Demande d'un nouveau vaccin contre la tuberculose

« De nombreux cas de tuberculose ne sont pas diagnostiqués alors que c’est l'une des maladies les plus meurtrières au monde. Malheureusement le BCG, seul vaccin contre la tuberculose, ne protège que les enfants contre les formes graves et n'offre aucune protection aux adultes. En effet, au bout de 15 ans, les effets du BCG s'estompent et l’on redevient vulnérable à la maladie. C'est la principale limite du BCG » explique le Dr Anyaike.

Il rappelle que le rapport mondial sur la tuberculose a montré que seule une personne atteinte de tuberculose résistante aux médicaments sur trois avait eu accès à un traitement en 2021, alors que la résistance ne cesse d’augmenter. La mise au point d'un nouveau vaccin antituberculeux pourrait changer la donne et permettre d’éliminer la tuberculose au niveau mondial, et en particulier dans des pays qui, comme le Nigéria paient un lourd tribut à la maladie.

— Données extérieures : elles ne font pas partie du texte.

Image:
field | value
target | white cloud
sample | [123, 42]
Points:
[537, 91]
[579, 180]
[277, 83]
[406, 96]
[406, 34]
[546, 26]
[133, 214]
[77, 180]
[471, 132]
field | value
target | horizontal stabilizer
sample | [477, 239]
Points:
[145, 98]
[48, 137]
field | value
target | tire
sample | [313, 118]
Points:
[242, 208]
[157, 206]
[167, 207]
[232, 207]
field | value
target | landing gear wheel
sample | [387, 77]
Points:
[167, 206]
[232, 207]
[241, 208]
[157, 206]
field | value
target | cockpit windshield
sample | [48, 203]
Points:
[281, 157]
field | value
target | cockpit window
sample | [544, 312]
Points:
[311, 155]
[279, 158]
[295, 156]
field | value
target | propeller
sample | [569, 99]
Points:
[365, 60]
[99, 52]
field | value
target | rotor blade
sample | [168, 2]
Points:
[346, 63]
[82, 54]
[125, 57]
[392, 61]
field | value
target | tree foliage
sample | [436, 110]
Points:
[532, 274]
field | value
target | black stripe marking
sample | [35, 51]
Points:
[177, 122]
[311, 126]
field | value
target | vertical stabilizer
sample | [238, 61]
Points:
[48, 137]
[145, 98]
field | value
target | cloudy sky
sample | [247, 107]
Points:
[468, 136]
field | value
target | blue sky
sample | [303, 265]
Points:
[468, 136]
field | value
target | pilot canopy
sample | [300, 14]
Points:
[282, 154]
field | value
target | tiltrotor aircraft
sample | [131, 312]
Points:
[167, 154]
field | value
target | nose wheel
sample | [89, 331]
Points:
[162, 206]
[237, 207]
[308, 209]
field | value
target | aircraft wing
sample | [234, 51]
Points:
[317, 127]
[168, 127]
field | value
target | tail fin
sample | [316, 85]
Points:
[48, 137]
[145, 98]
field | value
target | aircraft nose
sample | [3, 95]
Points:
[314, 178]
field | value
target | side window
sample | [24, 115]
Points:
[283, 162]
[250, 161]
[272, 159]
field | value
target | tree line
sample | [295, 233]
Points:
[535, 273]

Selon le Dr Iorhen Akase, immunologiste à l'hôpital universitaire de Lagos, peu de progrès ont été réalisés à ce jour dans l’amélioration du BCG, alors que ce vaccin existe depuis des années.

« La contamination des adultes peut se faire de mille et une façons, c’est pourquoi il faudrait effectuer des rappels de BCG pour améliorer son efficacité chez les enfants et chez les adultes, comme on l’a fait avec les vaccins contre la COVID. Comme on vit de plus en plus longtemps, il y aura de plus en plus de malades souffrant d’infections chroniques. Si l’on disposait d’un vaccin contre la tuberculose efficace chez l'adulte, cela permettrait de prévenir la maladie, de réduire le coût du traitement et de sauver des vies ».

Bénéfices économiques des vaccins contre la tuberculose

Les recherches se poursuivent pour mettre au point de tels vaccins. Le Dr Akaze est conscient que la production de nouveaux vaccins nécessite beaucoup d'argent, mais il sait aussi que les bénéfices économiques l'emportent sur les coûts.

Selon une étude de modélisation publiée dans PLOS Medicine, l’introduction d’un nouveau vaccin efficace contre la tuberculose pourrait offrir d'importants bénéfices tant sur le plan sanitaire que sur le plan économique. D’après leurs estimations, la vaccination des adolescents ou des adultes pourrait alors générer des bénéfices sanitaires et économiques d’un montant estimé entre 283 et 474 milliards de dollars US à l’horizon 2050, ces bénéfices profitant essentiellement aux régions OMS de l'Afrique et de l'Asie du Sud-Est.